Some MDAs, like the State Department for Foreign Affairs, spent heavily on diplomatic missions, including Sh216.28 million on campaigns for Raila Odinga’s AUC chairperson bid.
Even in hospitality, where MDAs collectively saved Sh900 million, State House spent Sh697 million, an exorbitant amount despite a Sh74 million dip.
The report further notes reductions in printing and advertising (Sh600 million), rentals (Sh400 million) and insurance (Sh5.4 billion).
However, these savings are partially offset by rising fuel expenses, which went up by Sh100 million in the review period and vehicle maintenance costs, which also went up by Sh400 million.
Auditor General Nancy Gathungu has been highlighting inefficiencies in fleet management as a recurring issue in audits of MDAs.
Meanwhile, Nyakang’o has flagged the government’s failure to curb pending bills, which stood at Sh511.75 billion by March 2025, pointing to deeper fiscal mismanagement.
Small businesses, particularly suppliers to the state, continue to bear the brunt of delayed payments, undermining the very economic stability that austerity measures aim to secure.
President Ruto, in rooting for austerity, promised radical cuts, including dissolving 47 state corporations, slashing advisory roles by 50 per cent and suspending non-essential travel.
But the Controller of Budget’s data paints a different picture.

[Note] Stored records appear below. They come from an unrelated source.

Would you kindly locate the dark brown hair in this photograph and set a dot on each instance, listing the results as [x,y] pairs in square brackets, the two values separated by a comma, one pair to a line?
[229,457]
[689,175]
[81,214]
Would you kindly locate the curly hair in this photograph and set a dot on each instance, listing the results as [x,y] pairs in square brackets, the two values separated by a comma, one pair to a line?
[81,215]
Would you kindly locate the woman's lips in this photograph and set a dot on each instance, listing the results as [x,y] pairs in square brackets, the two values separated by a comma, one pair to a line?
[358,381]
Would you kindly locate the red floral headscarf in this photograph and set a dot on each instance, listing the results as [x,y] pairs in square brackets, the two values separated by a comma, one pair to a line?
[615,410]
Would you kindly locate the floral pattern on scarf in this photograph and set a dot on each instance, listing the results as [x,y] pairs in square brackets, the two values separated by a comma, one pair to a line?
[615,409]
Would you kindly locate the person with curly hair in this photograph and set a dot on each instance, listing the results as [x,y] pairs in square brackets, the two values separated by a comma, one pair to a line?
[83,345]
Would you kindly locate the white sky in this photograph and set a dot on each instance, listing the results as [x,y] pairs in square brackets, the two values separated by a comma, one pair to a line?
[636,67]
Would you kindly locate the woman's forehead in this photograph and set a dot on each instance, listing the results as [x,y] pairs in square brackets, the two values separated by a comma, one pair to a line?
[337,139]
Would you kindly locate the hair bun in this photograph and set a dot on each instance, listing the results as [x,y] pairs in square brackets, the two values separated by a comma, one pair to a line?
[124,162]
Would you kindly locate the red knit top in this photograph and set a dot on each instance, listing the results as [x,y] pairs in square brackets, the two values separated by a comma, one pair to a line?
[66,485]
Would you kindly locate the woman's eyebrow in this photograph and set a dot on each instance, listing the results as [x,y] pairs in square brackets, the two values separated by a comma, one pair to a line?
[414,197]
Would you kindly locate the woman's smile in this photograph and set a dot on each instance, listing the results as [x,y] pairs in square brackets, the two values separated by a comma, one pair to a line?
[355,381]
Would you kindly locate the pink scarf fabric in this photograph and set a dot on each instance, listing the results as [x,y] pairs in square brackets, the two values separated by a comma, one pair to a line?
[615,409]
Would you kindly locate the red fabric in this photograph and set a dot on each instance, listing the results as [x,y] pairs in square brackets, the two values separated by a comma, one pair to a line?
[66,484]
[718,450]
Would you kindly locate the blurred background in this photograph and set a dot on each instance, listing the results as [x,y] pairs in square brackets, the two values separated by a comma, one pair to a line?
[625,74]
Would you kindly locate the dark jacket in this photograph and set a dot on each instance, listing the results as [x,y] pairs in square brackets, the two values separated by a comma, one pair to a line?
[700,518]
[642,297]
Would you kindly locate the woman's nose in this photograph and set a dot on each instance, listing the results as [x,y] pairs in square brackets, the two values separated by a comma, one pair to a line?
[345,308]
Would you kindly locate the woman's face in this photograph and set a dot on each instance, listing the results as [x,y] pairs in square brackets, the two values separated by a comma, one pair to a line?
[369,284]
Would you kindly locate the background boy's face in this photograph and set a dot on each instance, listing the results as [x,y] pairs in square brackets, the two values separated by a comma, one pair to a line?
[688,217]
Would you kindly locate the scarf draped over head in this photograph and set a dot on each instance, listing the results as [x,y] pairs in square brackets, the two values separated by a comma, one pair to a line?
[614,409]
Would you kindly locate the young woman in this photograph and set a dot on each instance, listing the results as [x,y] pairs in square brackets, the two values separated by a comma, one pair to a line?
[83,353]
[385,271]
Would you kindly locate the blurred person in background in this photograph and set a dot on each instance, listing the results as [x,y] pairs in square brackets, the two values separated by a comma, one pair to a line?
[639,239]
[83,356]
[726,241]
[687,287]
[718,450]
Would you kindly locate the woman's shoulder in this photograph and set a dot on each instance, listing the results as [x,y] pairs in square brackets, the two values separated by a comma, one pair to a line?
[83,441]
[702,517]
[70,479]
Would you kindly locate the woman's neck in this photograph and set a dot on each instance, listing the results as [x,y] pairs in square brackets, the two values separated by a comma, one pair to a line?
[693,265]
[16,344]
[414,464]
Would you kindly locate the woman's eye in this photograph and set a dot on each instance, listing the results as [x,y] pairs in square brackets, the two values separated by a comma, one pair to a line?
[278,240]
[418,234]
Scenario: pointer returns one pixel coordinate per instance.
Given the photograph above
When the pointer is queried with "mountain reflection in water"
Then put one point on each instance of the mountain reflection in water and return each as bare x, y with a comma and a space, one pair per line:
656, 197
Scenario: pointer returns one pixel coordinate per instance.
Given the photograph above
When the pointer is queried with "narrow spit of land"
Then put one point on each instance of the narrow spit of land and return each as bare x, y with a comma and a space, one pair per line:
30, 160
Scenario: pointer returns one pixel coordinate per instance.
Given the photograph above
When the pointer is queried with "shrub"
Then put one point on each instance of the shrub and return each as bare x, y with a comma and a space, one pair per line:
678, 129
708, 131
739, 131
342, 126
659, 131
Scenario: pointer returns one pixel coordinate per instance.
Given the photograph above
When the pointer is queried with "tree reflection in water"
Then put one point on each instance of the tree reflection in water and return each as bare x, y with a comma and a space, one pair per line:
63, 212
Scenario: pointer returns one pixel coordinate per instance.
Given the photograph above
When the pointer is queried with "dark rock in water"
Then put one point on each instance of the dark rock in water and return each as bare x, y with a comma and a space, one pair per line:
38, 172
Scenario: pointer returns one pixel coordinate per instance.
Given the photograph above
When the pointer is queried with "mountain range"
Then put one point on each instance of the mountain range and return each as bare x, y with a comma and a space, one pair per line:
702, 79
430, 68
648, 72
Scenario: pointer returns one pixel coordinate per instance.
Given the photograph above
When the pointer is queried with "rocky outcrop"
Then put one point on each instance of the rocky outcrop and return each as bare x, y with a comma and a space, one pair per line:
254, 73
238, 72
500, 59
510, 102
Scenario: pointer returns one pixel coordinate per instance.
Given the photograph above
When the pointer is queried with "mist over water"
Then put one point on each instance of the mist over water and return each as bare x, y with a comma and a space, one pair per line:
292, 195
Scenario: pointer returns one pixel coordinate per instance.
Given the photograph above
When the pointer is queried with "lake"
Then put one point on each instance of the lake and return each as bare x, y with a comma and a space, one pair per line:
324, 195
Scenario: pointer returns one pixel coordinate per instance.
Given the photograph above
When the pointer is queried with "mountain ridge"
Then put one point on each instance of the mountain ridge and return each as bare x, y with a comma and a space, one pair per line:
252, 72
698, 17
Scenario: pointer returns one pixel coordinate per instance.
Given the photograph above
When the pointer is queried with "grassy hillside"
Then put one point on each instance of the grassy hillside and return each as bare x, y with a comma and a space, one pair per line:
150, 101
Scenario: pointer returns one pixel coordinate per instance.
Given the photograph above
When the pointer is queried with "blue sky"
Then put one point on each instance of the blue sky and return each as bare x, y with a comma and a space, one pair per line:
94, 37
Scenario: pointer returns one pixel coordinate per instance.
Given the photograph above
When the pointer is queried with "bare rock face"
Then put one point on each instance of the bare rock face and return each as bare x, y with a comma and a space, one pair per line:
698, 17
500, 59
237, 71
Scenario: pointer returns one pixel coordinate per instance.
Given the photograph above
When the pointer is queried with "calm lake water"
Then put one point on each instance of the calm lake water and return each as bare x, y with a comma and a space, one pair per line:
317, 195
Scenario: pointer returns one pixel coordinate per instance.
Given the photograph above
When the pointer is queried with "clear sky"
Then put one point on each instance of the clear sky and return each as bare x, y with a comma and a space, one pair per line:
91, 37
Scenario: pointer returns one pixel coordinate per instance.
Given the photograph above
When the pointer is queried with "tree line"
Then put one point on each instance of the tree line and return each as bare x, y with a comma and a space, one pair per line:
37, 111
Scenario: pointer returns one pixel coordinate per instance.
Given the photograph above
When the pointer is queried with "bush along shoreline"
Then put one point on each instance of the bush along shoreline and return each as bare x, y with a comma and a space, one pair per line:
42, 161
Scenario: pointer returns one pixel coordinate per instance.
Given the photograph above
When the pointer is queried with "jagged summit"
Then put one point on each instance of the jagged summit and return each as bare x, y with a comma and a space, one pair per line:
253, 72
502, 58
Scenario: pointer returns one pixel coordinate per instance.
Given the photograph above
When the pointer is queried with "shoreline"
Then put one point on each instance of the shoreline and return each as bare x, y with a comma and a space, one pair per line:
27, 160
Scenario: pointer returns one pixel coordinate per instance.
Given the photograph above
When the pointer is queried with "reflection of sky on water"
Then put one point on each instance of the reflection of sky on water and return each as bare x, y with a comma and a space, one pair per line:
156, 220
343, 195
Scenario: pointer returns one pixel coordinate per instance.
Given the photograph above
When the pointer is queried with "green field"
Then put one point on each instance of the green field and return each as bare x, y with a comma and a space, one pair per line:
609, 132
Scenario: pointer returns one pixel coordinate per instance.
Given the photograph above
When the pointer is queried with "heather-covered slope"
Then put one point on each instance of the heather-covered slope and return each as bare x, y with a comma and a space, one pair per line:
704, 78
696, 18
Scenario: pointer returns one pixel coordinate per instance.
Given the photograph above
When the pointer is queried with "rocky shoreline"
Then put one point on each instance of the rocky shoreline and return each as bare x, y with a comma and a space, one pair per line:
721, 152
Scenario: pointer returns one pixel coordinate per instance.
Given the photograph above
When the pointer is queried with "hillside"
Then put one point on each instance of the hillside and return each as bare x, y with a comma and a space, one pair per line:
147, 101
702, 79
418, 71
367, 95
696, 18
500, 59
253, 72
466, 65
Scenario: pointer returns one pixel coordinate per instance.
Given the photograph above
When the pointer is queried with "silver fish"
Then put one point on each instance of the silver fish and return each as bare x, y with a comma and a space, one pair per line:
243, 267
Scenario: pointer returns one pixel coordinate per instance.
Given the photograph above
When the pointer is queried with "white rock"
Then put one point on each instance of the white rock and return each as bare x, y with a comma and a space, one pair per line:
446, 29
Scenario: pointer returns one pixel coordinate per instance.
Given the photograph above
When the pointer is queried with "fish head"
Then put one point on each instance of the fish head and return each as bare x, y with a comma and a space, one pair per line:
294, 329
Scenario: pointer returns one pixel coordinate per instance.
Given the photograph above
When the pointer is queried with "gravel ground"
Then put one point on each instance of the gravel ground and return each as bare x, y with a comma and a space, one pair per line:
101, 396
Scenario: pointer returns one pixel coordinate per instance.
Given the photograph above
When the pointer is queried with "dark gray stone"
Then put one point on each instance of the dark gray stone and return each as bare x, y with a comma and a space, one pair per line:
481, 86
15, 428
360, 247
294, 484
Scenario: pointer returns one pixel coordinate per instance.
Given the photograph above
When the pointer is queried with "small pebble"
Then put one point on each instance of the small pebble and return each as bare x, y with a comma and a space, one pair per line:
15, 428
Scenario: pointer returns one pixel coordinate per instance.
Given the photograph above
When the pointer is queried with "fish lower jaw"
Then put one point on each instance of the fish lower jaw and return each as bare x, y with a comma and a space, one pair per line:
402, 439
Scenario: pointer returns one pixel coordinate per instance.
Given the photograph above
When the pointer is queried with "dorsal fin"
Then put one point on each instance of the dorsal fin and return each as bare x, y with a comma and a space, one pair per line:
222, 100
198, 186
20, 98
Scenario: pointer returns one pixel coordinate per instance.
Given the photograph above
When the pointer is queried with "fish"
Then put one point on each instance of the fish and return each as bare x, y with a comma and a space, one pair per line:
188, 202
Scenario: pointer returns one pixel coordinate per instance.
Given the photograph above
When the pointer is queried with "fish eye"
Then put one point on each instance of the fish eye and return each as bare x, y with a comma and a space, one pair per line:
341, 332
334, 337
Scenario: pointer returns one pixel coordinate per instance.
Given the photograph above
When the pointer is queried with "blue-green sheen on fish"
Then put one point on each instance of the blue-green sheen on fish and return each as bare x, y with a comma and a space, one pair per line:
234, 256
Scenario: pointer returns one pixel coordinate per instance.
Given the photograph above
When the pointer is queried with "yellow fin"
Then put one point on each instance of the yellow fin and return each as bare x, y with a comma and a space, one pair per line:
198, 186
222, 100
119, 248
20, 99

As security budgets rise by billions, social sectors like health and education face inefficiencies.
The State Department for Medical Services, for example, has been flagged for Sh1.06 billion that went to "other expenses," including vague "routine maintenance" costs.
Nyakang’o says her review unearthed critical issues that impede the budget, citing Kenya Kwanza’s slack in settling pending bills and haphazard budgeting for government programmes.
She also raised concerns that ministries and agencies were reviewing targets mid-year and also inordinately delayed projects, especially those running for multiple financial years.
As of March, according to CoB data, the government owed suppliers more than Sh511 billion, compared with Sh516 billion reported as of June 30, 2024.
“The National Treasury should fast-track the verification of all pending bills of the national government and implement the pending bills verification report, including hastened settlement of all bills assessed and cleared for payment,” the budget boss said.
She further flagged unrealistic revenue targets, noting that depressed performance strained government cash flow, subsequently making counties and ministries receive disbursements late.
The budget controller has backed the Ruto administration’s call to expand the revenue base, restating the need to seal revenue leakages.
“The National Treasury should implement deliberate initiatives to improve collections from ministries and county governments,” Nyakang’o said.
The report further flags the government’s overreliance on the law, which allows spending before approval by the National Assembly.
In the review period, Treasury provided about Sh49 billion to ministries and agencies before getting MPs’ nod.
Of the amounts, Nyakang’o reports that her office approved spending of Sh42 billion but said some were unjustified.
“Scrutiny of the approvals revealed several instances where the reason for additional funding was to support existing government programs and payment of pending bills, which should have been anticipated during the budget formulation,” she said.
The report further flags Sh68 billion spending on subsidies, as well as transfers to other government institutions – an indication they are still being propped up despite merger calls.